ESPE Abstracts

Introduction: Noonan Syndrome (NS) is a genetic disorder caused by mutations in the RAS/MAPK pathway. The clinical phenotype is variable; however, short stature is present in more than 80% of cases. Several clinical trials have been conducted over the last decades using recombinant growth hormone (rhGH) in NS to treat short stature demonstrating efficacy and safety which lead to the European Medicines Agency (EMA) approval in 2020.

Objective: Describe the efficacy and safety of rhGH treatment for short stature associated with NS in real life.

Subjects and Methods: Longitudinal study of subjects with clinical and genetic diagnoses of NS, with associated short stature (<-2.5 SD) who completed the first year of rhGH therapy. Data were collected during the clinical visits including clinical characteristics, genetic and laboratory study, anthropometric measurements, bone age, and rhGH dose.

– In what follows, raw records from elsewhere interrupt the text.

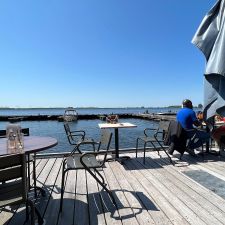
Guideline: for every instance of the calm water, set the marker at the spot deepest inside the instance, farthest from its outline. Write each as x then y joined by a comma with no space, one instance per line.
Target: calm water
127,136
81,111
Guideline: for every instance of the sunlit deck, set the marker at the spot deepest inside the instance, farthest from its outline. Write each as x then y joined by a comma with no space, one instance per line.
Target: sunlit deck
154,193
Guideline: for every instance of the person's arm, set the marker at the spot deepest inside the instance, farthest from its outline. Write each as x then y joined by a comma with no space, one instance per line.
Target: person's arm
195,120
197,123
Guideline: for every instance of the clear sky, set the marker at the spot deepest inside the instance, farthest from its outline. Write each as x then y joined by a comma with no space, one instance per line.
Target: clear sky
102,53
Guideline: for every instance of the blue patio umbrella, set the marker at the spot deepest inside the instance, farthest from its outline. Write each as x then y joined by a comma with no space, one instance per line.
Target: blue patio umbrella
210,39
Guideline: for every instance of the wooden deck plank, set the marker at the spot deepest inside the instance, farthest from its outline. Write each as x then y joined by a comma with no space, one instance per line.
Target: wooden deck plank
53,198
138,208
163,204
81,204
147,200
183,209
210,201
154,193
20,215
67,214
126,214
111,213
96,211
184,195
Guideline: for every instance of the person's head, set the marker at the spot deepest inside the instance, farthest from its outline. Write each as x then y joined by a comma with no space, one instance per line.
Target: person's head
187,103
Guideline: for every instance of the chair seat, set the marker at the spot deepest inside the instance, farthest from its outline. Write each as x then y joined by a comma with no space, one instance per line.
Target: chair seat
10,193
85,140
89,160
146,139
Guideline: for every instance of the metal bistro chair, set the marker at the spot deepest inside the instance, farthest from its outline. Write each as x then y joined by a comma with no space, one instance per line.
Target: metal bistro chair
13,189
156,138
76,137
88,161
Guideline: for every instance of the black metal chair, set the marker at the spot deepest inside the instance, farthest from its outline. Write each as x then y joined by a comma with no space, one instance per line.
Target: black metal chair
29,159
13,189
76,137
89,161
155,137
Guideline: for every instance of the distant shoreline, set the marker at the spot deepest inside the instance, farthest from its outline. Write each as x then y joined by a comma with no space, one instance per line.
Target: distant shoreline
7,108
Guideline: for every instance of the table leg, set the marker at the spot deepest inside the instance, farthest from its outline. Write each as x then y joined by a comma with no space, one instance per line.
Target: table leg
117,157
35,187
117,142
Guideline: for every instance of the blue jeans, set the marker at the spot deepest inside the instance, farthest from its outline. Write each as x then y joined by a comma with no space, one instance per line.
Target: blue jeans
196,138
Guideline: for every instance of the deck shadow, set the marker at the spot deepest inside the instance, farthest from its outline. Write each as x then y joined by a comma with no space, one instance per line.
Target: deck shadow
208,180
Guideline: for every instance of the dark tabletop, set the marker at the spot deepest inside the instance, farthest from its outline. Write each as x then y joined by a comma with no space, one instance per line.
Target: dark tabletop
31,144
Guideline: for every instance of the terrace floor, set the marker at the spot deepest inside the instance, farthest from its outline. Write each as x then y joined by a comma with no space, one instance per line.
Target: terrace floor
191,192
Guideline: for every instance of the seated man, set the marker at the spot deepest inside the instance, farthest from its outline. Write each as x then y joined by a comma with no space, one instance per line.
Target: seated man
187,118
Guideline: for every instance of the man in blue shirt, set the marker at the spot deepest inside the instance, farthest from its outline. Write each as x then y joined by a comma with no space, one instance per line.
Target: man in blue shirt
187,118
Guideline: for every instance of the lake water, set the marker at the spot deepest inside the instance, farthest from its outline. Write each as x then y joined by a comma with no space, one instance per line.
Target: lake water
127,136
82,111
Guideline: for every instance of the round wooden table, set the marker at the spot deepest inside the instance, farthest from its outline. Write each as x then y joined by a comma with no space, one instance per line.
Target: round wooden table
32,144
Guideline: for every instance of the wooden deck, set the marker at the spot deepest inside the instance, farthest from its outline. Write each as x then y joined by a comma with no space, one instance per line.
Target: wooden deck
154,193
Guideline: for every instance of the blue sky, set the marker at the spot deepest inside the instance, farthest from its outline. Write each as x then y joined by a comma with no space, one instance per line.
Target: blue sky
103,53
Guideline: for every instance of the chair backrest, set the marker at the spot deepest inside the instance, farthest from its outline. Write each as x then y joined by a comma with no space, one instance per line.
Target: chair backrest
25,131
164,125
73,136
12,167
105,139
68,133
104,143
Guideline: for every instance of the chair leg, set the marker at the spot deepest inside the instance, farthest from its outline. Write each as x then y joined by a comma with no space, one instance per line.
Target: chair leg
34,174
144,152
137,146
62,186
103,186
27,211
103,180
32,207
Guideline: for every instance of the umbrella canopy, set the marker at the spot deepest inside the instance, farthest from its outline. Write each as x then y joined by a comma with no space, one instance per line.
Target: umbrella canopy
210,39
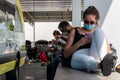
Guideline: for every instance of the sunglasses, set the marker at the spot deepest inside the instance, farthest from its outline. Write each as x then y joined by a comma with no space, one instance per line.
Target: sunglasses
89,22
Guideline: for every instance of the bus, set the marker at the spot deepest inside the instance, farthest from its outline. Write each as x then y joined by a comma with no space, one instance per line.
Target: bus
12,39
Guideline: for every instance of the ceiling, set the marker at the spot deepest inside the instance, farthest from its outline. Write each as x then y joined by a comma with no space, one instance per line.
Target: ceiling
48,10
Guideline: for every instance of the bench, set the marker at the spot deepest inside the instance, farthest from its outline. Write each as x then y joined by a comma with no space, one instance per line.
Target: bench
63,73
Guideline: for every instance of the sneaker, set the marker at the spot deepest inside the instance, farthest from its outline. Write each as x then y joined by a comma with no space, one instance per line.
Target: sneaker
107,64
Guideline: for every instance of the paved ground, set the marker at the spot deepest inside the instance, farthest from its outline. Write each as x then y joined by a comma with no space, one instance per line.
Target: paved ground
33,71
70,74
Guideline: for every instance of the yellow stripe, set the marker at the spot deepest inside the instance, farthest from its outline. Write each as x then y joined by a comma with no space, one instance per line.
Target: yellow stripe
5,67
20,12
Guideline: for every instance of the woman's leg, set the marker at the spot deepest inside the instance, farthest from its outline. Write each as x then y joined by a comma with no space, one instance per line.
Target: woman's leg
99,46
81,60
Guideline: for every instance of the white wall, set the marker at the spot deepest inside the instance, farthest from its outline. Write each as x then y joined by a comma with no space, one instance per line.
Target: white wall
28,32
110,19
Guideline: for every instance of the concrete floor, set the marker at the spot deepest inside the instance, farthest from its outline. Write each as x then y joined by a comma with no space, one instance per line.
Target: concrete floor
33,71
70,74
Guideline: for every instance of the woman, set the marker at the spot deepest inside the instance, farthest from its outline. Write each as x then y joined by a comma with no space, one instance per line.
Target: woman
88,47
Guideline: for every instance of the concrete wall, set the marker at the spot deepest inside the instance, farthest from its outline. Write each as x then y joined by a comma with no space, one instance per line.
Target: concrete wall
109,22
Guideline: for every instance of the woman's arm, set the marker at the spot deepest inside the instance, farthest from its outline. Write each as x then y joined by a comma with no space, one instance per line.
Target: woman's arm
69,48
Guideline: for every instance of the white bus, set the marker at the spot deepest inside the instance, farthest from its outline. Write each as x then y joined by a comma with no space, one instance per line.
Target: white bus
12,41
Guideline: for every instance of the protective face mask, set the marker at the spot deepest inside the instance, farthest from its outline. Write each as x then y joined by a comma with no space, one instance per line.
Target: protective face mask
65,33
89,27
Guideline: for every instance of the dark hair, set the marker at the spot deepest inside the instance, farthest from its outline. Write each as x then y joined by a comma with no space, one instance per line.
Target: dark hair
56,32
91,10
63,24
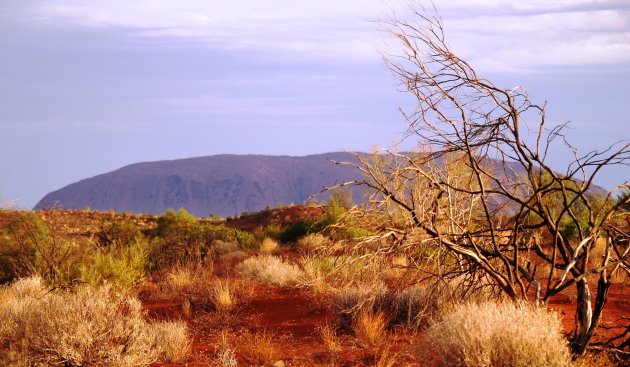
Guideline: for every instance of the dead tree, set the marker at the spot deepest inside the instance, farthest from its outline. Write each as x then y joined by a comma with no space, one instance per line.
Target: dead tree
480,187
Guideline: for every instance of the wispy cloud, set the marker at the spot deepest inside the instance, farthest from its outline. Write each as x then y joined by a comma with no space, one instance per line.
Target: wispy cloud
493,34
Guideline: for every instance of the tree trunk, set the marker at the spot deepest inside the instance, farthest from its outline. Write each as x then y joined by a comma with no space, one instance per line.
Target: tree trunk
583,318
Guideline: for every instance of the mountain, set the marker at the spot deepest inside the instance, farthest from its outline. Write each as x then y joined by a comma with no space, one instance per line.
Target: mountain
224,185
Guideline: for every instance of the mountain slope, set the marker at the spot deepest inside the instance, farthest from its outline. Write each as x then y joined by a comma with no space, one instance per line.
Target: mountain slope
222,184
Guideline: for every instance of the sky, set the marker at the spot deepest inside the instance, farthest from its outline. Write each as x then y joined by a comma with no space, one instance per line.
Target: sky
87,86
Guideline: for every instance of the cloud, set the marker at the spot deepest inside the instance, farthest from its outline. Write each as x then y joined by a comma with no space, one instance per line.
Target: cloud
492,34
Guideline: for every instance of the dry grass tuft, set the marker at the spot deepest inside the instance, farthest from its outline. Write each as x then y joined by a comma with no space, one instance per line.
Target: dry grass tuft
328,334
349,301
268,246
81,327
499,334
369,328
385,357
260,349
312,242
189,282
223,296
270,270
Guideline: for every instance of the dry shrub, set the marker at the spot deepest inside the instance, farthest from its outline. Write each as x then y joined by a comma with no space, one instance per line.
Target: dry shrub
369,327
268,246
350,301
171,341
312,242
318,275
499,334
385,357
188,281
260,349
225,355
223,297
591,359
270,270
82,327
415,307
222,247
328,334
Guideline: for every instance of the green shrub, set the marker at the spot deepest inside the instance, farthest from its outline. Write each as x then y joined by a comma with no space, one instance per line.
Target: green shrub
499,334
121,266
180,238
46,249
293,232
226,234
120,232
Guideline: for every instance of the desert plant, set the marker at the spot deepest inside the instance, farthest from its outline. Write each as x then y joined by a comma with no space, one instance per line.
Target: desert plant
369,327
51,249
260,349
171,341
270,270
268,246
190,281
122,266
349,301
82,326
328,334
481,188
416,306
312,242
179,238
499,334
222,296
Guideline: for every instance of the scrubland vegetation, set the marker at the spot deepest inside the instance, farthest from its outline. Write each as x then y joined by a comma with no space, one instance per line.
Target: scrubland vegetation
471,251
382,309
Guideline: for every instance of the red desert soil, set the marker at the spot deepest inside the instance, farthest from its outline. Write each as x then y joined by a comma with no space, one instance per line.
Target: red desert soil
287,313
293,317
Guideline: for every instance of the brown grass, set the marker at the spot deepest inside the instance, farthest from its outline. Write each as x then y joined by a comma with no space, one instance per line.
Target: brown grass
260,348
223,296
328,334
81,327
268,246
499,334
268,269
369,328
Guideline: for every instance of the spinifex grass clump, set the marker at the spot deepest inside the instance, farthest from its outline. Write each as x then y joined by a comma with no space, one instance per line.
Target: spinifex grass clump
499,334
82,327
270,270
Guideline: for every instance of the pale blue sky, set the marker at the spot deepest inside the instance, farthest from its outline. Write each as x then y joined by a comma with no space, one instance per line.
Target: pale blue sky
88,86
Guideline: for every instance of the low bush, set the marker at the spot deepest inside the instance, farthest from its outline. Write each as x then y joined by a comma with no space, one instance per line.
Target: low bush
270,270
312,242
349,301
82,327
260,349
416,307
369,327
499,334
122,266
190,281
268,246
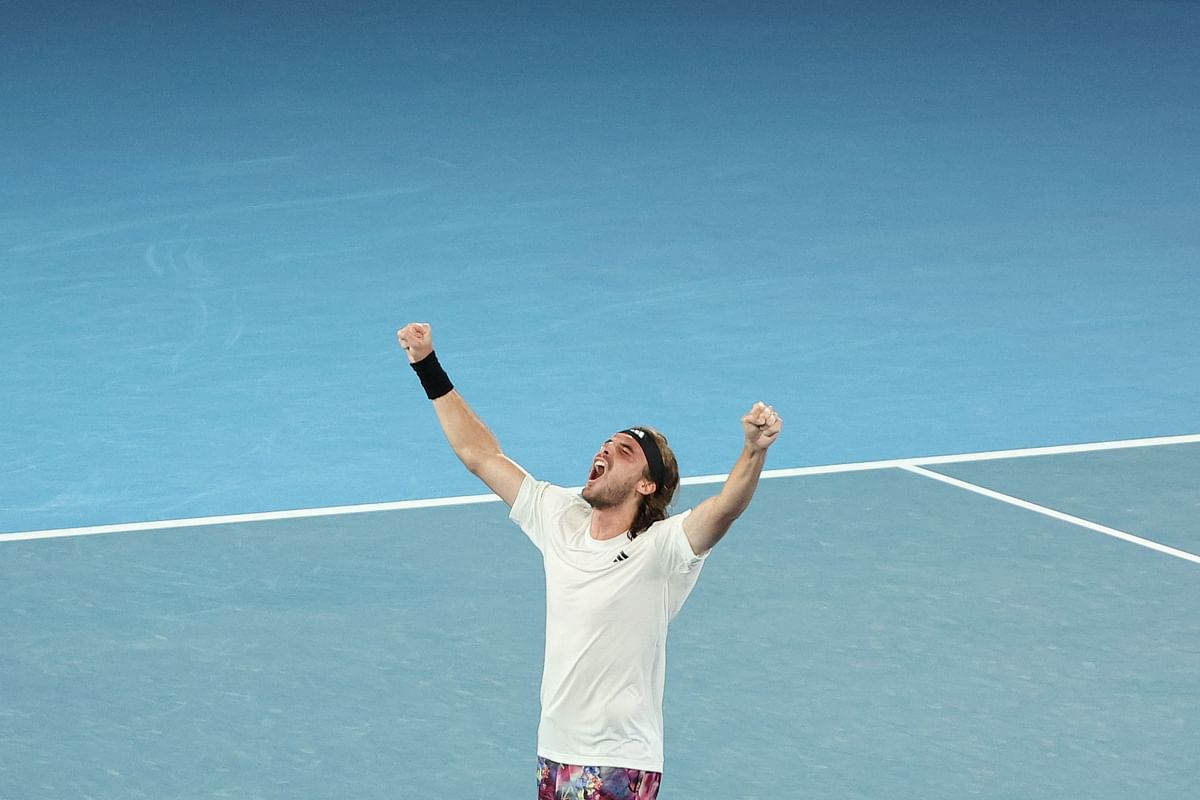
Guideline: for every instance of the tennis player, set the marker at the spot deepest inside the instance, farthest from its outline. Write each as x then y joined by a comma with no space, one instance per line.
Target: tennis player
618,569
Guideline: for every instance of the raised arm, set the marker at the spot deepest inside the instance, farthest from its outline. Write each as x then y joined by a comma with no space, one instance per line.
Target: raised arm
711,519
471,439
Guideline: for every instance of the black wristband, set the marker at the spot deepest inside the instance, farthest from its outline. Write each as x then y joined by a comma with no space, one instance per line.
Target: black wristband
433,378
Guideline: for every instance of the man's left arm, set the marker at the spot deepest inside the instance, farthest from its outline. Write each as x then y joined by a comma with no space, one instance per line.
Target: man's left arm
711,519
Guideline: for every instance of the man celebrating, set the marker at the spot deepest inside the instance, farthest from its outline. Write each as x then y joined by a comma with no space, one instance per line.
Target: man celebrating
618,569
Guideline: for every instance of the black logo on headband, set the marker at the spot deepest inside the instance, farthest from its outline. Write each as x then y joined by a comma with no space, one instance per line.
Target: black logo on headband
653,456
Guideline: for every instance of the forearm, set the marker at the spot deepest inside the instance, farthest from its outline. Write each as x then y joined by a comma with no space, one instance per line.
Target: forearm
739,487
468,435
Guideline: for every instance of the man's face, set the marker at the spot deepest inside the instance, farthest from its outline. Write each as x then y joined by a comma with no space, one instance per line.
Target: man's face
617,471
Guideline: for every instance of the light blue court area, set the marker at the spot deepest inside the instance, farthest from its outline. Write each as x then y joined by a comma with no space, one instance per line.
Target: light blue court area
863,635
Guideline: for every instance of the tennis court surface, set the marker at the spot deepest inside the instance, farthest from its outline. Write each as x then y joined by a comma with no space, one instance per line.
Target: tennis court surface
864,631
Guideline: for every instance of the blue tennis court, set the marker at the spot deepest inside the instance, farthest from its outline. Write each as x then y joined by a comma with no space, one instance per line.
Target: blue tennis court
955,245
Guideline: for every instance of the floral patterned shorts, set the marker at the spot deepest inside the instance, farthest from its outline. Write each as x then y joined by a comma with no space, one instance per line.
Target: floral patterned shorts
567,782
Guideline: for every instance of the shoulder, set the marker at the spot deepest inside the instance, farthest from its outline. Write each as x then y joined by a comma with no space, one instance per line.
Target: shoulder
543,497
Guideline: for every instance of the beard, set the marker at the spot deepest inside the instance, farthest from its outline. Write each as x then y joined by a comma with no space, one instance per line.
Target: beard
607,494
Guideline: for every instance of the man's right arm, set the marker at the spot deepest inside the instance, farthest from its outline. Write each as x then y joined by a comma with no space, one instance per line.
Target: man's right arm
471,439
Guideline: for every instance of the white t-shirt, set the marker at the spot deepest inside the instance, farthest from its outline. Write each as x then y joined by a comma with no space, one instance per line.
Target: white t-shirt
607,607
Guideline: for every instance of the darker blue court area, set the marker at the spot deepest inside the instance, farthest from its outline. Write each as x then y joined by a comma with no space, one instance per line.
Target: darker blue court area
913,228
925,229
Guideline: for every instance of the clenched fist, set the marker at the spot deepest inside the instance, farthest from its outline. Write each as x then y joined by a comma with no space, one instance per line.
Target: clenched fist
417,338
762,426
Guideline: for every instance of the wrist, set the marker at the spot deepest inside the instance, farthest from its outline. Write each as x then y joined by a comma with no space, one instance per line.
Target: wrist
433,378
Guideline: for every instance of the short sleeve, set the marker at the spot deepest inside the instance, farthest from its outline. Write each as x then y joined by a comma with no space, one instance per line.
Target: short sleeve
679,563
673,548
537,506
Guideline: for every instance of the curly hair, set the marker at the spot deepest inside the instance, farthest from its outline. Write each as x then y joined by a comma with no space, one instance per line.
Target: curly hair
654,506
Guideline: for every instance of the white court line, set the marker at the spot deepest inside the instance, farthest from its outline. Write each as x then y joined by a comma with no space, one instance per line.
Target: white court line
1056,515
264,516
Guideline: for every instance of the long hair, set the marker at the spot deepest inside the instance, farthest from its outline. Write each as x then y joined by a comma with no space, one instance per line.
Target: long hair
654,506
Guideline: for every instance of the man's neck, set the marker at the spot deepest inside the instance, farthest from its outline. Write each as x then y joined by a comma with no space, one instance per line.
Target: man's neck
610,523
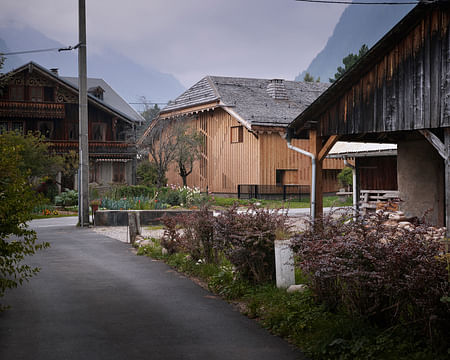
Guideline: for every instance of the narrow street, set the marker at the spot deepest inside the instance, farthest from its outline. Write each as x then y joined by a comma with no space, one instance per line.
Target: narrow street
95,299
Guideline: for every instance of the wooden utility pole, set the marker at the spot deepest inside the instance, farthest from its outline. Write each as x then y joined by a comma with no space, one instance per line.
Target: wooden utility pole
83,191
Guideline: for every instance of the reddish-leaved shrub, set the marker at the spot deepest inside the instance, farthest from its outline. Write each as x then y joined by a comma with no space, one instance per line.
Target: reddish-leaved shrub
386,274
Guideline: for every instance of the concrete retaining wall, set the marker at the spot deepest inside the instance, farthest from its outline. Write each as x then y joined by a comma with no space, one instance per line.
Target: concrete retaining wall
120,217
421,180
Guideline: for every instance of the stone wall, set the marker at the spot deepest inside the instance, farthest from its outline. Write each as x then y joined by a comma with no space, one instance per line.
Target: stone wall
120,217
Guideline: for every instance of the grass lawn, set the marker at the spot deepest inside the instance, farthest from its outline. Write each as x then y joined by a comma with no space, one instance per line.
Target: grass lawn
40,216
328,201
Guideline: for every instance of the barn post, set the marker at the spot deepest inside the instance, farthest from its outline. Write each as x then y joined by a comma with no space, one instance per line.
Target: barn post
315,143
447,180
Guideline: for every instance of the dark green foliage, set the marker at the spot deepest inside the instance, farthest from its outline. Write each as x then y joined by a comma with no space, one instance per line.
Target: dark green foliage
350,60
197,238
34,157
298,317
67,198
345,177
147,173
17,201
129,191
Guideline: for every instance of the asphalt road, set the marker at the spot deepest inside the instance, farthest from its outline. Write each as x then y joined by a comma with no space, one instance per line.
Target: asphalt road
95,299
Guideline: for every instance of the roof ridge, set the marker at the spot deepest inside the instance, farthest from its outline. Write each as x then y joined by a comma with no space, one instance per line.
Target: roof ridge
211,83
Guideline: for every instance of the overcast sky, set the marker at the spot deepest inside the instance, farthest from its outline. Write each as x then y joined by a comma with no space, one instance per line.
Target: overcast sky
191,38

Results: A total of 9 subjects were included; 5♂ / 4♀; 77,7% presented the genetic mutation in PTPN11; 7 of them had congenital heart disease, with pulmonary stenosis being the most common. The clinical characteristics of the subjects at the beginning of the treatment are described in Table 1. The rhGH dose administered was 0,038 ± 0,002 mg/Kg/day (range 0,035 to 0,040 mg/kg/day). After 12 months with rhGH there is a significant increase in height – SD from -2,96 ± 0,54 at baseline to -2,45 ± 0,53 at 12 months (P<0,0001). Growth velocity (GV) also increases from 4,8 ± 0,9 cm/year at baseline to 7,3 ± 1,8 cm/year at 12 months (P=0,002), as well as GV – SD from -0,51 ± 1,40 to 2,45 ± 2,21 (P=0,003). IG-1 - SD levels increased from -1,4 ± 1,24 at baseline to 0,21 ± 1,14 at 12 months. None of the IGF-1 values rose above +2 SD. No side effects were reported during the first year of rhGH treatment.

Conclusions: First year treatment with rhGH in NS with short stature improves height and GV. However, clinical follow-up of a greater number of cases until reaching adult height is necessary to determine the benefit of such treatment.